2292: Is Machine Learning Useful to Predict Flare During Pregnancy in Systemic Lupus Erythematosus?

Dina Zucchi¹, Giancarlo Cascarano², Antonio Collesei³, Elena Elefante², Francesca Monacci⁴, Chiara Ietto⁴, Linda Carli², Sabrina Gori², Valentina Gelsi⁴, Chiara Tani² and Marta Mosca², ¹Rheumatology Unit, Department of Clinical and Experimental Medicine, University of Pisa, Italy; Department of Medical Biotechnologies, University of Siena, Pisa, Italy, ²Rheumatology Unit, Department of Clinical and Experimental Medicine, University of Pisa, Pisa, Italy, ³Surgery, Oncology and Gastroenterology, University of Padua, Padua, Italy; Familial Cancer Clinics, Veneto Institute of Oncology, IOV-IRCCS, Padua, Italy, ⁴Department of Clinical and Experimental Medicine, Division of Obstetrics and Gynecology, University of Pisa, Pisa, Italy

Background/Purpose: Systemic Lupus Erythematosus (SLE) patients are at risk of disease flare during pregnancy; risk stratification is crucial for personalized treatment and monitoring. Our hypothesis is that a machine learning (ML) approach could improve the flare prediction accuracy, enabling early identification of high-risk pregnancies. In this study, we aimed to build a ML model capable of predicting disease flares based on clinical and serological data obtained early in pregnancy.

Methods: 105 pregnancies in 84 SLE patients were prospectively followed at 4-week intervals during pregnancy and puerperium. At the first visit during pregnancy, demographic and clinical data, treatments as well as disease state at the last visit before pregnancy were gathered. At each visit, disease activity was assessed by means of the Systemic Lupus Erythematosus Disease Activity Index (SLEDAI) and Physician Global Assessment (PhGA). Disease state was defined according to the LLDAS and DORIS definitions. Flares were defined as the emergence or worsening of symptoms requiring therapeutic adjustments or hospitalization. Classical inferential statistics by means of multivariate logistic regression were paralleled by a ML approach to predict the risk of flare based on baseline variables. After missing data imputation and variable filtering, the dataset was subdivided into training and test set, with 70-30% split. A Generalized Linear Model (GLM) with repeated cross-validation was then fitted on the training set, with the aim of predicting "the emergence of flares".

Results: 25 flares occurred among the 105 pregnancies examined (26.25%). Patients' demographic and clinical data are shown in Table 1. At univariate analysis, the variables significantly associated with flare were LLDAS without remission at last evaluation (p=0.045) and at first visit during pregnancy (p< 0.01), shorter disease duration (p< 0.01), anti-dsDNA positivity (p=0.03), higher SLEDAI (p=0.02) and higher PGA (p=0.02) at first visit during pregnancy. Remission status at both last (p< 0.01) and first visit during pregnancy (p< 0.01) and planned pregnancy (p< 0.01) were protective. In the multivariate analysis, planned pregnancy and disease duration remained significant (OR 0.84 CI 0.72 to 0.98 p=0.02 and OR 0.18 CI 0.45 to 0.78 p=0.02, respectively). The ML model achieves a high accuracy of 96.3% in predicting the target, unlocking the possibility to enact prevention measures on fragile subjects. Additionally, the model identifies key parameters for patient information collection. The model's optimization gives different weights and statistical importance to each variable (Figure 1), confirming the importance of the two previously recognized predictors, including renal involvement, among others.

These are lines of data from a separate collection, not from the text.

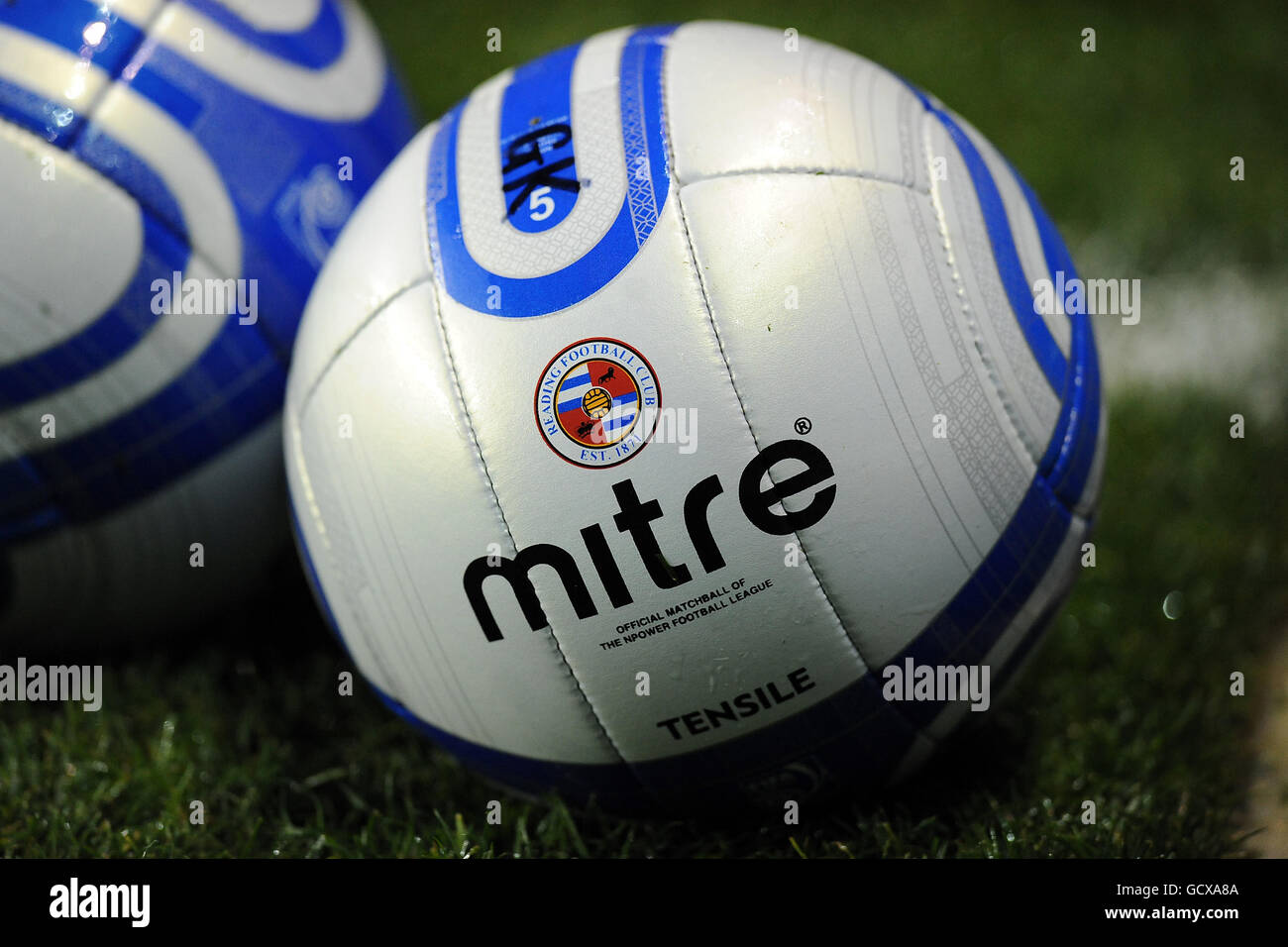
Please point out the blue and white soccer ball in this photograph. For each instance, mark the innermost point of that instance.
(171, 176)
(670, 390)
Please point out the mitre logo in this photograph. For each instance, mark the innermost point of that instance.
(596, 402)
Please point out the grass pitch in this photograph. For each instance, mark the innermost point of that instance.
(1124, 706)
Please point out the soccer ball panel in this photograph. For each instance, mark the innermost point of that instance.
(391, 518)
(835, 307)
(743, 98)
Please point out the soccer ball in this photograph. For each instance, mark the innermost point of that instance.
(673, 395)
(171, 176)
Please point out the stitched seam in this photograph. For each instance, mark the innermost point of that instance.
(809, 170)
(496, 501)
(971, 325)
(372, 317)
(742, 407)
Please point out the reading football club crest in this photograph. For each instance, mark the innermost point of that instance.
(596, 402)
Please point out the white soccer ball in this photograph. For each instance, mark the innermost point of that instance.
(670, 398)
(170, 179)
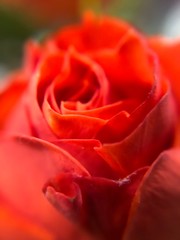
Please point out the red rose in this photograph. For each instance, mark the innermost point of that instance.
(93, 112)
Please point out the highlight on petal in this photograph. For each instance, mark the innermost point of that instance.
(155, 213)
(83, 150)
(26, 165)
(139, 149)
(100, 205)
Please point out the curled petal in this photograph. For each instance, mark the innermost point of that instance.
(168, 52)
(139, 149)
(26, 165)
(98, 204)
(84, 151)
(155, 213)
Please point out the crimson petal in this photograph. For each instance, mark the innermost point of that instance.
(156, 210)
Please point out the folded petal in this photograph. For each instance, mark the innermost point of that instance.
(139, 149)
(26, 165)
(155, 213)
(100, 205)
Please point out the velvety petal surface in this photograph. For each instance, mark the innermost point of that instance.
(100, 205)
(139, 149)
(26, 165)
(155, 212)
(168, 51)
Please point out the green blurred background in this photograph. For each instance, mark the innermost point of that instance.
(23, 19)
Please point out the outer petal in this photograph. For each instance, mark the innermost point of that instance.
(98, 204)
(10, 94)
(156, 210)
(26, 165)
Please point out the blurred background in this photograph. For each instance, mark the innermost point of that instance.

Conclusion: The constructed ML model has demonstrated remarkable accuracy in identifying flare occurrences during pregnancy based on baseline data. It is worth noting that both the statistical analysis and the ML model emphasized parameters such as proper pregnancy planning and disease duration at conception as the most influential in predicting the likelihood of a flare during gestation.






D. Zucchi: None; G. Cascarano: None; A. Collesei: None; E. Elefante: None; F. Monacci: None; C. Ietto: None; L. Carli: None; S. Gori: None; V. Gelsi: None; C. Tani: None; M. Mosca: AstraZeneca, 2, Bristol-Myers Squibb(BMS), 2, Eli Lilly, 2, GlaxoSmithKlein(GSK), 2, Otsuka, 2, UCB, 2.